Before we get started
though I want to clarify a few points.
-
The
ridiculous claims made by most fitness and bodybuilding magazines
are only there to get you to buy that issue – nothing more!
-
If
you are serious about strength training you need to be reading books
and NOT cheesy fitness magazines
Ok… here we go.
In order to add
muscle tissue you must force the body to add it. Your body won’t just
add a pound of muscle just because you followed a 3-set workout that you
read about in Muscle + Fitness. You need to give the body a reason to
make improvements – in this case add muscle tissue.
You have to provide
what I call a “stimulus”. This can be done in many ways and I’ll
address a few in just a moment. Basically, you need to force the body to
add muscle by subjecting it to levels of stress it is not used to. Some
methods are more obvious than others but all can work.
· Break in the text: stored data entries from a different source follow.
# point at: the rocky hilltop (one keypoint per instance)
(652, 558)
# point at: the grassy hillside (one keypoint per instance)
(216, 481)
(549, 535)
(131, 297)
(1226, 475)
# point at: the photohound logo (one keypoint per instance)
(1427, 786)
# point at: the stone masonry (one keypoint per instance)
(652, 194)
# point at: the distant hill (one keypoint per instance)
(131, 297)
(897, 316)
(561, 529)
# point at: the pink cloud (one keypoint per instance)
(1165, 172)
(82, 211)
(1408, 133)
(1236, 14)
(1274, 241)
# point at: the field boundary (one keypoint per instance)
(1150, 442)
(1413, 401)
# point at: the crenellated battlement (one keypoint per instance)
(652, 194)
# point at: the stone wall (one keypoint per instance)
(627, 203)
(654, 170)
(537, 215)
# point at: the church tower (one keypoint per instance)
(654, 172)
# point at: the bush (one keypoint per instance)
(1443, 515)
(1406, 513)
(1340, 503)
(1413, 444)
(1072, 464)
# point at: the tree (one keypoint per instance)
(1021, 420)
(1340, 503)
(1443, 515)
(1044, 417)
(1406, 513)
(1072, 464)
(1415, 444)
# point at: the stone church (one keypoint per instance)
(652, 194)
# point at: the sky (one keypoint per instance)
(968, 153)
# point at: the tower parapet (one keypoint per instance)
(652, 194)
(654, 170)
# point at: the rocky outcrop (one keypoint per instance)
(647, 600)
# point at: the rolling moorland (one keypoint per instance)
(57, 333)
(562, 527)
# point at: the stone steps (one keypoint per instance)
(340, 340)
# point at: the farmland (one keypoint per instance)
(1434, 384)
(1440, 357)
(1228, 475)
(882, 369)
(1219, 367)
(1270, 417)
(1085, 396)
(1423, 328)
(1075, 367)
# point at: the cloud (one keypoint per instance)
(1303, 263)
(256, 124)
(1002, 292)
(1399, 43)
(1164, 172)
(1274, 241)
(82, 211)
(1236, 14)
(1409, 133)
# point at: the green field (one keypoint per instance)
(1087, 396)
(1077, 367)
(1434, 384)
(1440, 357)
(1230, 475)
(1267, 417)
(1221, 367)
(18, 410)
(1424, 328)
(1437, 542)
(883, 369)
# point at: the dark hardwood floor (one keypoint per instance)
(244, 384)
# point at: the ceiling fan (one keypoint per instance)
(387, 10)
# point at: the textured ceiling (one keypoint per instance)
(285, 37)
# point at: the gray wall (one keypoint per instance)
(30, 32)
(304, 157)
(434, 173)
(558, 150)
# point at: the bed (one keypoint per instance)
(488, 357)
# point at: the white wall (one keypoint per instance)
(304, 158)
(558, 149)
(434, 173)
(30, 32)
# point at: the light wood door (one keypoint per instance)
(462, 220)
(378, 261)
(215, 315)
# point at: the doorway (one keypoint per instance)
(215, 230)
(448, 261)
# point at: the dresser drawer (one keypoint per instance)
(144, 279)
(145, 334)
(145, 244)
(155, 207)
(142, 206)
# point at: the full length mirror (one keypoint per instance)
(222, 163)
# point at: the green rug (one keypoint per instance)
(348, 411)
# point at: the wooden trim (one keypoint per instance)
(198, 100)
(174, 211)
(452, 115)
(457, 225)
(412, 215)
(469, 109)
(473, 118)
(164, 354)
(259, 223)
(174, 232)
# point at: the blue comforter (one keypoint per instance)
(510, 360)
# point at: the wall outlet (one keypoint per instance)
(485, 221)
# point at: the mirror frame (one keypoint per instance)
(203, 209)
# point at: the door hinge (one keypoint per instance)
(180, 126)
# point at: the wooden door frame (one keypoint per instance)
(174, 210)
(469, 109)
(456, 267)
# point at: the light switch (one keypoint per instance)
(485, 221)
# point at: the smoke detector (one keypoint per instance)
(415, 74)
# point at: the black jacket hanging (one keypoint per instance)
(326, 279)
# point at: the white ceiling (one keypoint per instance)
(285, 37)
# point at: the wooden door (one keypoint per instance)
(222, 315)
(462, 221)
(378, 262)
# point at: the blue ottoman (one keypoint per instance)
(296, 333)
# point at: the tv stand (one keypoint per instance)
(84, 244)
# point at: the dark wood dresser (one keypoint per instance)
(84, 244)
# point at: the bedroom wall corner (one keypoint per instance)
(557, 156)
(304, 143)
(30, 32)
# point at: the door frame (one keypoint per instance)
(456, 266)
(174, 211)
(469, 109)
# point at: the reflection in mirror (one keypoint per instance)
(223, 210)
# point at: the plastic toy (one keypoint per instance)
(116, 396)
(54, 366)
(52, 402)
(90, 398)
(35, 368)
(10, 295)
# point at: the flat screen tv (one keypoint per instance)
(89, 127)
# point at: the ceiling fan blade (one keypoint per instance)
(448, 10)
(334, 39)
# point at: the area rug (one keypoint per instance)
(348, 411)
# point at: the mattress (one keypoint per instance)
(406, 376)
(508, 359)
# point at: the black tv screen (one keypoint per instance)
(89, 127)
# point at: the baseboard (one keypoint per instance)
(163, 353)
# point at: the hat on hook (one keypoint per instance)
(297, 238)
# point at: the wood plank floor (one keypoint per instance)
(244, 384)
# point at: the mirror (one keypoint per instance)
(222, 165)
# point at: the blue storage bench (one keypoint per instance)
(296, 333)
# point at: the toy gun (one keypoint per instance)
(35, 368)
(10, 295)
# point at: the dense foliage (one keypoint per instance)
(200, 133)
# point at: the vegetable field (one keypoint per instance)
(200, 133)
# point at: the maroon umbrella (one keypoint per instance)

Here are a few examples of how this can be done effectively.
First, the basic and
common methods:
-
Increase
weight or resistance
-
Perform
more repetitions
-
Perform
more sets
-
Move
the resistance slower
-
Rest
less between sets and exercises
Now for the more
advanced methods:
-
Pre-exhaust
(perform an isolation exercise first and immediately continue with
no rest on a compound movement. ex. chest flye and then chest press)
-
Static
holds (hold the resistance in the hardest position of the range of
motion. ex. the top position during a leg extension)
-
Partial
reps in weak range (perform a portion of the rep where you are
weakest. ex. the top half of a rep of leg extensions)
-
Strip-set
(after a warm-up set, perform 3 sets back to back with no rest while
starting with the heaviest weight possible and each time strip off
some weight to allow you to continue)
-
1
½ reps (perform one full rep and then on the second rep only
perform half the normal range of motion and then return to starting
position to begin the next rep. ex. one full rep of lat pulldowns,
pull second rep all the way down, resist weight back up but only
half way and then pull back down)
These are just a few
examples of methods of increasing intensity to ensure progress. The key
point to remember is that whatever you do it must be progressive in
order for it to elicit a physical change. This is even more critical for
those looking to add muscle size.
Although this article
is geared towards individuals who are interested in gaining muscle size,
the principles can also be used for individuals who want to build
strength, increase metabolism, or tighten and tone muscles.
Here are some general
recommendations for different goals…
If your goal is to
tighten and tone muscles:
·
Focus on increasing reps, decreasing rest, and changing
exercises frequently
·
Train each muscle group twice per week
·
Perform fewer sets of many different exercises (1-2 sets
per exercise)
If your goal is to
increase strength and power:
-
Focus
on increasing weight
-
Train
each muscle group once every 7-10 days
-
Perform
multiple sets of each exercise (2-5 sets per exercise)
If your goal is to
increase muscle size:
-
Focus
on shocking muscles by changing variables frequently (exercises, set
and rep schemes, rest time, etc)
-
Train
each muscle group on a variable schedule (experiment by training a
muscle group 3 times a week and then once every ten days)
-
Perform
multiple sets for a while and the perform single sets for a week or
two
Some final reminders:
The recommendations
above are general and of course would need to be adapted and adjusted
for your personal goals and experience. For those of you who are
advanced and may be thinking there’s no way you can build strength by
training once every 10 days I challenge you to try it for at least 4
weeks, or those of you who think that you need to stick to the same
basic movements like bench to build size I challenge you to try shocking
the muscles by changing the exercises you perform each week for 4 weeks,
and those of you with little experience I hope that you’ll throw away
the fitness magazines and learn what really works.